And So, the Sun Went Down on a Few Bugbears

Unaccountably I had possibly the best, most fun, surf I've ever had yesterday. It was lumpy, touching head high occasionally and... Putsborough! I expected nothing much and except for the fact that I've really been enjoying my McCallum/Kookbox Twin-Pin recently there was little sign that this would be anything more than a regular surfy-surf.

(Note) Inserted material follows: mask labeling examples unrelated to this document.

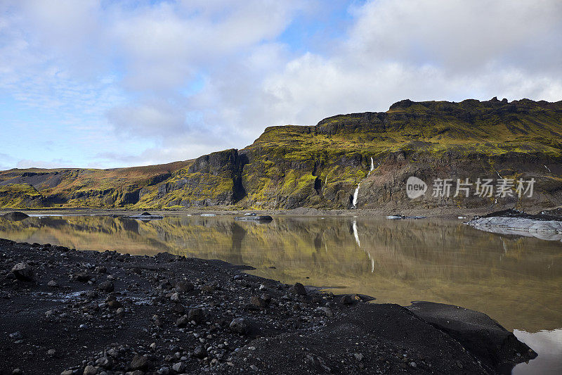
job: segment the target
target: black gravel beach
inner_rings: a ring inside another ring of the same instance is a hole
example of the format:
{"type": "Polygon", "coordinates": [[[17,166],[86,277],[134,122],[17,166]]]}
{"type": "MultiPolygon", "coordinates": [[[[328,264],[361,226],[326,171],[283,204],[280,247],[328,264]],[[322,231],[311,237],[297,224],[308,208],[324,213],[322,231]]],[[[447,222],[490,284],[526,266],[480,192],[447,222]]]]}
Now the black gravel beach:
{"type": "Polygon", "coordinates": [[[0,257],[3,375],[499,374],[536,356],[482,313],[370,303],[219,260],[8,240],[0,257]]]}

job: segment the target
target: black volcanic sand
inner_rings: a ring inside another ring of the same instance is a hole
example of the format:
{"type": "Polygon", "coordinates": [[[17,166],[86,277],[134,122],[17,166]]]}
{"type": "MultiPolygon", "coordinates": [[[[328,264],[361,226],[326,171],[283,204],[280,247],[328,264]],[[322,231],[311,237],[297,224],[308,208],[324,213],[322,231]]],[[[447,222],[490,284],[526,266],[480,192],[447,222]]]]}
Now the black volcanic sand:
{"type": "Polygon", "coordinates": [[[367,303],[218,260],[7,240],[0,260],[1,374],[494,374],[536,356],[481,313],[367,303]]]}

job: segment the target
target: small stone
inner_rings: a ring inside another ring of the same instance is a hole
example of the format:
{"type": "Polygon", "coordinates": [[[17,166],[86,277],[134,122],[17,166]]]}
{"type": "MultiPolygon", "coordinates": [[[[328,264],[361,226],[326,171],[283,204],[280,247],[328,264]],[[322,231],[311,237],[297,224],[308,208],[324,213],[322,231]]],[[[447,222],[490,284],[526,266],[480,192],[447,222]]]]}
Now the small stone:
{"type": "Polygon", "coordinates": [[[203,309],[191,309],[188,313],[188,320],[191,322],[195,321],[196,323],[200,323],[205,319],[205,312],[203,309]]]}
{"type": "Polygon", "coordinates": [[[96,375],[98,374],[98,369],[91,365],[88,365],[84,369],[84,375],[96,375]]]}
{"type": "Polygon", "coordinates": [[[251,304],[258,307],[266,307],[268,304],[261,298],[257,295],[252,295],[251,298],[251,304]]]}
{"type": "Polygon", "coordinates": [[[171,369],[178,373],[183,372],[183,370],[185,369],[185,365],[184,365],[183,362],[178,362],[178,363],[174,364],[171,367],[171,369]]]}
{"type": "Polygon", "coordinates": [[[215,290],[215,287],[213,285],[204,285],[201,290],[204,293],[211,293],[215,290]]]}
{"type": "Polygon", "coordinates": [[[86,283],[90,281],[90,275],[86,272],[78,272],[74,276],[77,280],[83,283],[86,283]]]}
{"type": "Polygon", "coordinates": [[[119,357],[119,352],[114,348],[111,348],[107,350],[107,355],[112,357],[113,358],[117,358],[119,357]]]}
{"type": "Polygon", "coordinates": [[[170,368],[165,366],[164,367],[160,367],[157,373],[158,375],[168,375],[170,373],[170,368]]]}
{"type": "Polygon", "coordinates": [[[18,263],[12,267],[12,273],[18,280],[32,281],[35,279],[33,267],[27,263],[18,263]]]}
{"type": "Polygon", "coordinates": [[[233,332],[241,335],[246,335],[249,332],[250,324],[249,319],[247,318],[235,318],[233,319],[228,326],[230,331],[233,332]]]}
{"type": "Polygon", "coordinates": [[[23,338],[23,335],[22,335],[21,332],[18,331],[17,332],[10,333],[10,338],[13,338],[14,340],[21,340],[23,338]]]}
{"type": "Polygon", "coordinates": [[[306,289],[301,283],[296,283],[289,289],[289,291],[297,295],[306,295],[306,289]]]}
{"type": "Polygon", "coordinates": [[[113,366],[113,358],[111,357],[102,357],[96,361],[96,366],[110,369],[113,366]]]}
{"type": "Polygon", "coordinates": [[[178,292],[190,292],[194,288],[193,284],[187,281],[178,281],[176,284],[176,290],[178,292]]]}
{"type": "Polygon", "coordinates": [[[205,350],[203,348],[202,346],[200,345],[193,350],[192,355],[195,358],[203,358],[204,357],[205,354],[206,354],[205,350]]]}
{"type": "Polygon", "coordinates": [[[324,314],[325,314],[326,316],[328,317],[332,317],[334,316],[334,313],[332,312],[331,310],[329,310],[329,307],[328,307],[327,306],[322,306],[321,307],[319,307],[319,309],[323,311],[324,314]]]}
{"type": "Polygon", "coordinates": [[[110,301],[109,301],[109,302],[107,303],[107,306],[109,306],[109,307],[110,307],[110,309],[117,309],[117,308],[118,308],[118,307],[122,307],[122,305],[122,305],[122,304],[120,302],[119,302],[118,300],[110,300],[110,301]]]}
{"type": "Polygon", "coordinates": [[[51,286],[51,288],[57,288],[58,286],[58,283],[56,282],[55,280],[51,280],[47,283],[47,286],[51,286]]]}

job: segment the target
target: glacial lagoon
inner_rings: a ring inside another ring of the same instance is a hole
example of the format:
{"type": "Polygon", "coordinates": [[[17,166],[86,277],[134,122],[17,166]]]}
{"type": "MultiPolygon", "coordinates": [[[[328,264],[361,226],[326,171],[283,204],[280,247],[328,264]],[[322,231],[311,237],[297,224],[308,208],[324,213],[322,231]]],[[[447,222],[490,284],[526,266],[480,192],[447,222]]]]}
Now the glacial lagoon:
{"type": "Polygon", "coordinates": [[[0,238],[136,255],[162,251],[255,267],[286,283],[359,293],[375,303],[429,300],[490,315],[539,357],[514,374],[562,373],[562,242],[479,231],[462,220],[171,214],[0,218],[0,238]]]}

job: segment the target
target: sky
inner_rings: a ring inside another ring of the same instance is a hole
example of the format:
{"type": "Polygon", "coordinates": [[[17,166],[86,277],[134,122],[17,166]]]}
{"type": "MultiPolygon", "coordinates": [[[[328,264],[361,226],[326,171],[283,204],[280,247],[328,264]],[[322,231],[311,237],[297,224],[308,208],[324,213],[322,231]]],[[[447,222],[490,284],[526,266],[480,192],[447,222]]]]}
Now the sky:
{"type": "Polygon", "coordinates": [[[0,0],[0,170],[242,148],[396,101],[562,100],[560,0],[0,0]]]}

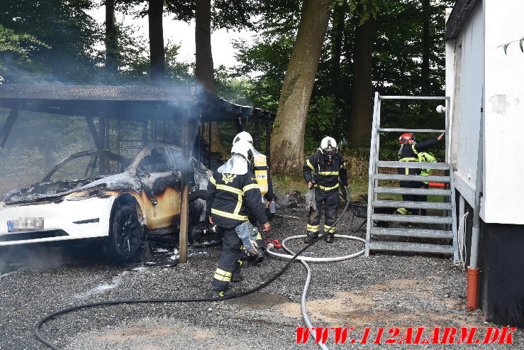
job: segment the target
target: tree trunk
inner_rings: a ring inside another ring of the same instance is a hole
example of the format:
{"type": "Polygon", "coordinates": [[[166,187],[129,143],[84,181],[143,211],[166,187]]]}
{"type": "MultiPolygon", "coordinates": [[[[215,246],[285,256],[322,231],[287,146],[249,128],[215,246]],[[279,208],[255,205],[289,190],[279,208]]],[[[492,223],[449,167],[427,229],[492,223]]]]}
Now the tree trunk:
{"type": "Polygon", "coordinates": [[[195,13],[195,75],[208,92],[215,93],[211,53],[211,1],[196,0],[195,13]]]}
{"type": "Polygon", "coordinates": [[[151,80],[160,82],[165,78],[165,53],[164,52],[164,30],[162,16],[163,0],[149,0],[149,50],[150,55],[151,80]]]}
{"type": "MultiPolygon", "coordinates": [[[[215,94],[211,52],[211,1],[196,0],[195,11],[195,75],[204,91],[215,94]]],[[[211,123],[211,152],[228,154],[220,142],[218,127],[211,123]]]]}
{"type": "Polygon", "coordinates": [[[353,96],[349,141],[352,147],[369,146],[373,119],[372,55],[375,18],[372,15],[355,31],[353,52],[353,96]]]}
{"type": "Polygon", "coordinates": [[[116,36],[115,33],[115,0],[106,0],[106,70],[116,72],[116,36]]]}
{"type": "Polygon", "coordinates": [[[337,6],[333,11],[333,26],[331,31],[331,91],[336,99],[340,97],[340,57],[344,40],[344,19],[346,14],[346,1],[337,6]]]}
{"type": "Polygon", "coordinates": [[[431,9],[430,0],[422,0],[422,70],[420,71],[422,94],[429,94],[430,87],[430,25],[431,9]]]}
{"type": "Polygon", "coordinates": [[[272,169],[302,171],[306,119],[329,21],[328,0],[305,0],[271,135],[272,169]]]}
{"type": "Polygon", "coordinates": [[[338,5],[333,11],[333,29],[331,30],[331,94],[335,98],[335,120],[339,124],[342,120],[342,91],[340,84],[340,57],[344,41],[344,20],[346,14],[346,1],[338,5]]]}

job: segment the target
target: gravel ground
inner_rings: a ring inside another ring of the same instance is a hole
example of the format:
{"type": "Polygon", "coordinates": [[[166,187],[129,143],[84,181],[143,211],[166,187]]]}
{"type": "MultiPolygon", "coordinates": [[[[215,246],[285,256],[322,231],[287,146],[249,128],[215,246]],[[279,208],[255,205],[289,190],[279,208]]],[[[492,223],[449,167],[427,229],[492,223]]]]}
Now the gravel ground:
{"type": "MultiPolygon", "coordinates": [[[[288,217],[276,217],[273,231],[264,238],[281,240],[303,234],[303,210],[281,212],[288,217]]],[[[350,218],[348,214],[342,219],[339,233],[348,232],[350,218]]],[[[364,236],[363,232],[355,234],[364,236]]],[[[297,251],[303,244],[297,240],[289,246],[297,251]]],[[[319,241],[308,253],[336,256],[357,251],[362,246],[342,239],[333,244],[319,241]]],[[[38,247],[43,256],[30,254],[30,267],[0,275],[0,349],[47,349],[34,337],[34,324],[48,313],[73,305],[131,298],[211,296],[211,279],[221,252],[217,246],[193,247],[189,263],[176,265],[172,248],[166,251],[155,246],[152,263],[119,265],[105,259],[96,244],[38,247]]],[[[16,256],[13,251],[11,258],[16,256]]],[[[23,254],[18,256],[22,262],[26,258],[23,254]]],[[[235,287],[247,290],[257,286],[285,263],[268,258],[259,266],[247,265],[244,269],[247,280],[235,287]]],[[[407,327],[478,327],[484,336],[487,327],[497,327],[484,322],[481,312],[466,311],[464,274],[462,266],[449,257],[380,254],[310,266],[313,279],[308,311],[313,326],[355,327],[355,334],[349,339],[361,338],[364,327],[371,328],[368,343],[372,343],[379,327],[398,327],[403,332],[407,327]]],[[[294,263],[277,281],[242,298],[91,308],[52,320],[45,325],[43,334],[64,349],[318,349],[311,341],[296,344],[296,329],[303,327],[299,302],[305,277],[303,266],[294,263]]],[[[517,330],[513,345],[452,346],[523,349],[523,335],[524,332],[517,330]]],[[[386,331],[382,342],[389,336],[386,331]]],[[[330,349],[354,346],[349,341],[334,344],[333,337],[328,344],[330,349]]],[[[359,349],[406,346],[358,345],[359,349]]],[[[436,349],[450,346],[410,346],[436,349]]]]}

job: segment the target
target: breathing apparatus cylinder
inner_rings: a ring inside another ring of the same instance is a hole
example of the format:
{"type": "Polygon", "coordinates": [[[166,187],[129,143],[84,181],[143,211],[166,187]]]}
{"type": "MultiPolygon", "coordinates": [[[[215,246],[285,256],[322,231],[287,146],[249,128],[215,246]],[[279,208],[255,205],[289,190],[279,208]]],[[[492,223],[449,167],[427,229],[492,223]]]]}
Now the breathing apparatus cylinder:
{"type": "Polygon", "coordinates": [[[253,158],[255,163],[255,178],[257,180],[258,187],[260,188],[260,192],[262,195],[267,193],[268,190],[268,175],[267,159],[263,154],[257,154],[253,158]]]}

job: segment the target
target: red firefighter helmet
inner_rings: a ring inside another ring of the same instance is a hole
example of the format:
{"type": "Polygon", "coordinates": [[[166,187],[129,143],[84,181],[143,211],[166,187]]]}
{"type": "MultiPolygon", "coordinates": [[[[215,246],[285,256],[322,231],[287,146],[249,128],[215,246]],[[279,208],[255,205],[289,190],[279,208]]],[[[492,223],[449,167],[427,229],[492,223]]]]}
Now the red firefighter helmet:
{"type": "Polygon", "coordinates": [[[402,143],[403,145],[407,145],[408,140],[409,140],[410,138],[411,140],[415,140],[415,135],[413,135],[411,133],[403,133],[398,138],[398,143],[402,143]]]}

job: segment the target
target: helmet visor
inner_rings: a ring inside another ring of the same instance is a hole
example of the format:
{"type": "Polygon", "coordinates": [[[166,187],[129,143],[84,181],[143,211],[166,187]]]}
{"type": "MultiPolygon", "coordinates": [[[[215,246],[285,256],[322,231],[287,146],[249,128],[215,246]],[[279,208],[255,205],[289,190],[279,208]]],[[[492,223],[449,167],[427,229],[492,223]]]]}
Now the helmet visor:
{"type": "Polygon", "coordinates": [[[324,148],[323,149],[324,154],[326,155],[335,155],[335,153],[337,152],[336,148],[324,148]]]}

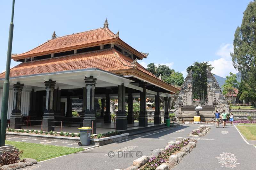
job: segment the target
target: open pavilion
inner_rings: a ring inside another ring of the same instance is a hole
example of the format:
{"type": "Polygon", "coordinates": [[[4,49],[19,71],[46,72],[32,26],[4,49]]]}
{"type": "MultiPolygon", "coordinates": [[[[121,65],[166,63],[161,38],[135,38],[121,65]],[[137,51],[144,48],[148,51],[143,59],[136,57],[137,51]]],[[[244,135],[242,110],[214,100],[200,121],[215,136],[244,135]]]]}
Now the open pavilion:
{"type": "MultiPolygon", "coordinates": [[[[21,128],[22,114],[42,120],[43,129],[54,130],[61,121],[82,122],[96,133],[94,101],[101,99],[104,123],[111,123],[110,98],[118,99],[116,129],[134,124],[133,101],[140,98],[139,127],[148,126],[147,97],[154,96],[154,124],[161,124],[159,97],[164,97],[164,119],[168,101],[179,89],[162,81],[138,63],[148,54],[139,52],[113,33],[106,20],[103,28],[56,37],[30,51],[12,55],[21,63],[10,72],[8,115],[10,128],[21,128]],[[83,100],[83,111],[72,117],[72,98],[83,100]],[[125,112],[125,99],[129,110],[125,112]],[[92,124],[93,124],[93,125],[92,124]]],[[[5,73],[0,74],[0,99],[5,73]]],[[[1,102],[0,101],[0,103],[1,102]]],[[[0,107],[1,106],[0,106],[0,107]]],[[[41,124],[41,122],[40,122],[41,124]]]]}

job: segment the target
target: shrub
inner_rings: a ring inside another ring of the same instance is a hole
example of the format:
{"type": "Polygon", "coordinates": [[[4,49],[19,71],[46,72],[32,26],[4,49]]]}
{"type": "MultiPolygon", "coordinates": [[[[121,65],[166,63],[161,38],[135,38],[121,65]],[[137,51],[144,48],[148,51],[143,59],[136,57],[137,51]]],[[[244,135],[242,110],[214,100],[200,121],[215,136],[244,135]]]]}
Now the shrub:
{"type": "Polygon", "coordinates": [[[172,154],[184,146],[187,145],[189,142],[190,139],[188,138],[181,142],[178,145],[171,145],[169,148],[165,149],[162,153],[159,154],[156,157],[154,156],[153,158],[148,160],[148,162],[145,165],[143,168],[140,168],[140,170],[153,170],[156,169],[156,167],[161,164],[165,162],[166,159],[168,159],[172,154]]]}
{"type": "Polygon", "coordinates": [[[79,114],[76,111],[72,111],[72,116],[73,117],[78,117],[79,116],[79,114]]]}
{"type": "Polygon", "coordinates": [[[97,138],[99,139],[101,138],[102,137],[102,136],[103,135],[102,133],[100,133],[100,134],[98,134],[98,135],[97,135],[97,138]]]}
{"type": "Polygon", "coordinates": [[[21,156],[22,151],[19,152],[16,149],[12,152],[3,152],[0,156],[0,166],[15,163],[16,161],[21,156]]]}
{"type": "Polygon", "coordinates": [[[248,120],[250,122],[252,122],[252,116],[247,116],[247,119],[248,119],[248,120]]]}
{"type": "Polygon", "coordinates": [[[116,115],[115,114],[111,114],[111,121],[114,121],[116,118],[116,115]]]}

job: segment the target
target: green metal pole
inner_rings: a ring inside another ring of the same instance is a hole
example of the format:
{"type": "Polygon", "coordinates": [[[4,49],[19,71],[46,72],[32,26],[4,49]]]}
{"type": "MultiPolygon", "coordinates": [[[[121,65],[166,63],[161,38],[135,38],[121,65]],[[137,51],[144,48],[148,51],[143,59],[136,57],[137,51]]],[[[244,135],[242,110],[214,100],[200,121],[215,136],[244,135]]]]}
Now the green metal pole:
{"type": "Polygon", "coordinates": [[[6,129],[7,112],[8,110],[8,101],[9,98],[9,78],[11,65],[11,56],[12,46],[12,35],[13,34],[13,14],[15,0],[12,0],[12,18],[9,29],[9,39],[8,41],[8,49],[7,51],[7,58],[6,61],[5,79],[4,83],[4,89],[2,98],[2,107],[1,110],[1,131],[0,131],[0,146],[4,146],[5,141],[5,130],[6,129]]]}

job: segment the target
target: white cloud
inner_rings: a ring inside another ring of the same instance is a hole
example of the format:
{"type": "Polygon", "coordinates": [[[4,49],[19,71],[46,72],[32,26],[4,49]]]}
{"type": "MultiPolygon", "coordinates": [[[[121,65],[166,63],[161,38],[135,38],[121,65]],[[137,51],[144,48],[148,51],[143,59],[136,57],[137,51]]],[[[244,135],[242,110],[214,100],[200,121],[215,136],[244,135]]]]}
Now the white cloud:
{"type": "Polygon", "coordinates": [[[161,63],[161,64],[156,64],[156,65],[158,66],[158,65],[165,65],[166,66],[169,66],[170,68],[171,68],[172,67],[174,63],[173,62],[171,63],[161,63]]]}
{"type": "Polygon", "coordinates": [[[233,52],[233,45],[230,44],[222,44],[216,51],[217,55],[221,57],[213,61],[209,61],[209,63],[214,68],[212,72],[213,74],[225,77],[229,75],[230,72],[236,73],[238,71],[234,68],[230,53],[233,52]]]}
{"type": "Polygon", "coordinates": [[[229,59],[231,56],[230,53],[234,51],[234,46],[230,44],[222,44],[220,45],[220,49],[216,52],[216,55],[220,56],[221,58],[229,59]]]}
{"type": "Polygon", "coordinates": [[[232,61],[223,58],[213,61],[210,61],[209,63],[214,67],[212,71],[212,73],[223,77],[229,75],[230,72],[234,73],[238,72],[233,66],[232,61]]]}
{"type": "MultiPolygon", "coordinates": [[[[140,64],[144,68],[147,68],[147,66],[148,66],[148,64],[149,64],[149,63],[147,63],[146,62],[144,62],[144,61],[139,61],[139,63],[140,63],[140,64]]],[[[156,64],[155,64],[155,66],[158,66],[158,65],[159,65],[159,64],[161,65],[165,65],[166,66],[169,66],[170,68],[171,68],[172,66],[174,64],[174,63],[172,62],[171,62],[171,63],[160,63],[160,63],[156,63],[156,64]]]]}

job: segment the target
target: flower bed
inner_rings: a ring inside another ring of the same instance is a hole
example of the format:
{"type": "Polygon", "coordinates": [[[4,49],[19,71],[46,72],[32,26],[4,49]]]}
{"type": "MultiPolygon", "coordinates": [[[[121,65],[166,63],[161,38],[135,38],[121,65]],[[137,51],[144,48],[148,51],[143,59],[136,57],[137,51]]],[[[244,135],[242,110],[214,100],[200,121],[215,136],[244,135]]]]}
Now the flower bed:
{"type": "MultiPolygon", "coordinates": [[[[228,123],[231,122],[230,121],[227,121],[228,123]]],[[[233,121],[233,123],[256,123],[256,121],[249,121],[248,120],[237,120],[233,121]]]]}
{"type": "Polygon", "coordinates": [[[188,144],[190,139],[188,138],[179,144],[175,144],[174,145],[169,145],[168,146],[169,148],[166,148],[162,153],[160,153],[156,157],[154,156],[153,158],[148,160],[148,162],[143,166],[139,169],[140,170],[151,170],[155,169],[157,166],[160,166],[163,163],[168,161],[169,157],[172,154],[180,150],[180,149],[188,144]]]}
{"type": "Polygon", "coordinates": [[[206,126],[204,126],[204,127],[202,127],[202,128],[200,128],[200,129],[199,130],[197,130],[195,131],[194,131],[193,132],[192,132],[192,135],[198,135],[200,133],[202,133],[203,132],[203,131],[207,127],[206,126]]]}
{"type": "Polygon", "coordinates": [[[13,152],[3,152],[0,155],[0,169],[14,170],[37,163],[34,159],[20,159],[22,154],[22,151],[19,151],[18,149],[13,152]]]}
{"type": "MultiPolygon", "coordinates": [[[[38,134],[40,135],[50,135],[54,136],[65,136],[66,137],[80,137],[80,133],[70,133],[68,132],[64,132],[62,131],[61,131],[59,133],[57,132],[54,132],[51,130],[50,132],[44,131],[42,130],[38,131],[34,130],[34,129],[31,130],[26,130],[24,129],[20,129],[19,130],[15,130],[14,129],[10,128],[7,129],[6,131],[8,132],[17,133],[33,133],[33,134],[38,134]]],[[[119,133],[118,131],[116,130],[115,131],[112,131],[111,132],[108,132],[106,133],[100,133],[97,135],[91,135],[91,137],[93,139],[100,139],[107,137],[115,136],[120,135],[121,133],[119,133]]]]}
{"type": "Polygon", "coordinates": [[[142,156],[134,160],[132,165],[125,169],[172,169],[196,147],[197,142],[195,139],[182,137],[176,141],[168,142],[164,149],[154,150],[150,156],[142,156]]]}
{"type": "Polygon", "coordinates": [[[189,137],[199,137],[204,136],[211,129],[211,127],[203,126],[200,126],[200,127],[197,129],[193,130],[192,132],[188,134],[189,137]]]}

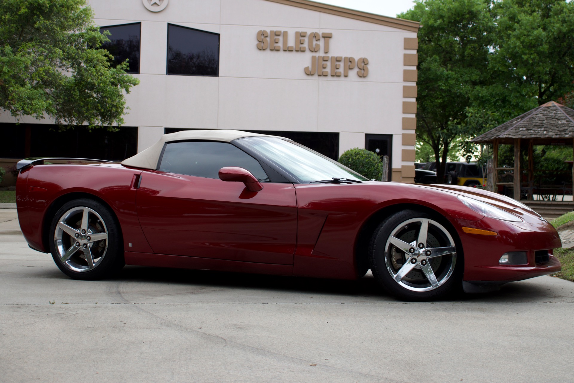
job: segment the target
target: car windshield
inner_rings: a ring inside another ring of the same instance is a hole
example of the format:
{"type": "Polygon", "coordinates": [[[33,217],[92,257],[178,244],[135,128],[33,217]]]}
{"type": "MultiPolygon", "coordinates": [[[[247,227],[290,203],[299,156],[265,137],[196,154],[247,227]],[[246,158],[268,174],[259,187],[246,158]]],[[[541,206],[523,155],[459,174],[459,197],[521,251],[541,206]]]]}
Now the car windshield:
{"type": "Polygon", "coordinates": [[[272,161],[302,183],[324,181],[333,178],[369,180],[336,161],[286,140],[251,137],[241,138],[241,142],[272,161]]]}

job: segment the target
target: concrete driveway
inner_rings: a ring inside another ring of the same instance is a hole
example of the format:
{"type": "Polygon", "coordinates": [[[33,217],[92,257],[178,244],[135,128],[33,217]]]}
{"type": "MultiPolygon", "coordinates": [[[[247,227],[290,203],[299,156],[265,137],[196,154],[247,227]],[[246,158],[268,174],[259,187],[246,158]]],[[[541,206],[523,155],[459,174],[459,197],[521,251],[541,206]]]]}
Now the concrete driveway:
{"type": "Polygon", "coordinates": [[[573,327],[574,283],[550,277],[422,303],[370,274],[75,281],[0,210],[1,381],[571,382],[573,327]]]}

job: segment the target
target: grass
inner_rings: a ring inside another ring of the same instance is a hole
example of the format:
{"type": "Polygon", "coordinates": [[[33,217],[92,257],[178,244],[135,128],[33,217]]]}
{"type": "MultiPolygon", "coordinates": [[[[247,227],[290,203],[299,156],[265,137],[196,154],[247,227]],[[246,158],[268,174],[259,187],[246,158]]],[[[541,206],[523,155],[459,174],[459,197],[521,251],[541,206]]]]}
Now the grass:
{"type": "MultiPolygon", "coordinates": [[[[574,211],[571,211],[564,215],[561,215],[557,218],[553,219],[550,223],[554,227],[558,229],[571,221],[574,221],[574,211]]],[[[574,222],[568,226],[571,226],[573,224],[574,222]]],[[[568,229],[571,228],[568,227],[568,229]]],[[[553,274],[552,276],[574,282],[574,249],[554,249],[554,255],[560,260],[560,263],[562,264],[562,271],[553,274]]]]}
{"type": "Polygon", "coordinates": [[[16,192],[9,190],[0,190],[0,203],[16,203],[16,192]]]}
{"type": "Polygon", "coordinates": [[[561,226],[564,223],[567,223],[571,220],[574,220],[574,211],[571,211],[564,215],[561,215],[557,218],[553,219],[550,223],[552,224],[553,226],[557,228],[559,226],[561,226]]]}
{"type": "Polygon", "coordinates": [[[562,264],[562,271],[552,276],[574,282],[574,249],[554,249],[554,255],[562,264]]]}

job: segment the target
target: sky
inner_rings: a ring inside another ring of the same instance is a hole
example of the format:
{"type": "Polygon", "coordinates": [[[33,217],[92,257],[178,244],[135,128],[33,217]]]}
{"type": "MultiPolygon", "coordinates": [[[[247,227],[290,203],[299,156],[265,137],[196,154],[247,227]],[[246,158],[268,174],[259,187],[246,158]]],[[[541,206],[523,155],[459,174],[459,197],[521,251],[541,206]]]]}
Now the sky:
{"type": "Polygon", "coordinates": [[[412,0],[315,0],[321,3],[396,17],[413,7],[412,0]]]}

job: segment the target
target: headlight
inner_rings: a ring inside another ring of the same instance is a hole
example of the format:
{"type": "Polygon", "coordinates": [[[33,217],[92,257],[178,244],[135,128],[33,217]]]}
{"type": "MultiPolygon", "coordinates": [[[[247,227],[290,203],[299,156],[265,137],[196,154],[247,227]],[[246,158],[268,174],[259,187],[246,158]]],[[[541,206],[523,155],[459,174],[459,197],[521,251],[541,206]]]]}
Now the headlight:
{"type": "Polygon", "coordinates": [[[490,203],[486,203],[482,201],[479,201],[468,197],[457,196],[460,202],[465,205],[472,209],[477,213],[482,214],[484,216],[507,220],[511,222],[522,222],[522,220],[516,216],[514,214],[511,214],[505,210],[499,209],[498,207],[492,206],[490,203]]]}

While I was in the water a lot of things seemed to fall into place. What happens in this plateau of being an average/improving surfer is that you taste the turns at the beginning but it seems to take forever to become Dane Reynolds. What's really happening is that you're upping the probabilities, the consistency and banishing bugbears.

My shadowy bugbears:
1. I used to think things like: "I don't like surfing Putsborough; or Woolacombe for that matter..."
2. I used to hate going left.
3. Lumpy waves are shit - I want clean waves, the conditions perfect if possible please.
4. I will fail my pop-up if the wave breaks early/on me.

It became clear yesterday that all of these thoughts have been well and truly banished from my surfy world. At Putsborough yesterday I caught mostly lefts, didn't fail a single pop-up and managed one flying right out of the whitewater when a set wave broke just too soon. This is largely what 'intermediacy' is about, not great leaps in performance surfing but a steady improvement in all the facets of surfing that allow you to get more, and longer, and 'funner' waves...

At this point too I'm having a bit of a change in attitude to board choice. The reason I love the McCallum is that it has a wide nose platform that eases wave catching and take-off but with a pintail rather than fishy/simmonsy width. My confidence went sky-high yesterday and this meant more turns, messy roundhouses, attempts, fails but definitely a focus on turns and speed control rather than wave catching & pop-ups. It could mark the end of struggling with smaller more difficult boards for a bit. As you progress you want to change your surfboard to go shorter (or longer), giving with one hand and taking with the other: as you get better you immediately make life more difficult for yourself with a change in surfboard to take you towards where you want to go. Surfing involves a lot of struggle and it's nice to have a little less of that for once. A point, junction, of peace with my equipment, my surf desires, dreams, hopes and fantasies.

Though: I would still dearly love to get barrelled one day... and I'm starting to fear I took up surfing too late for that?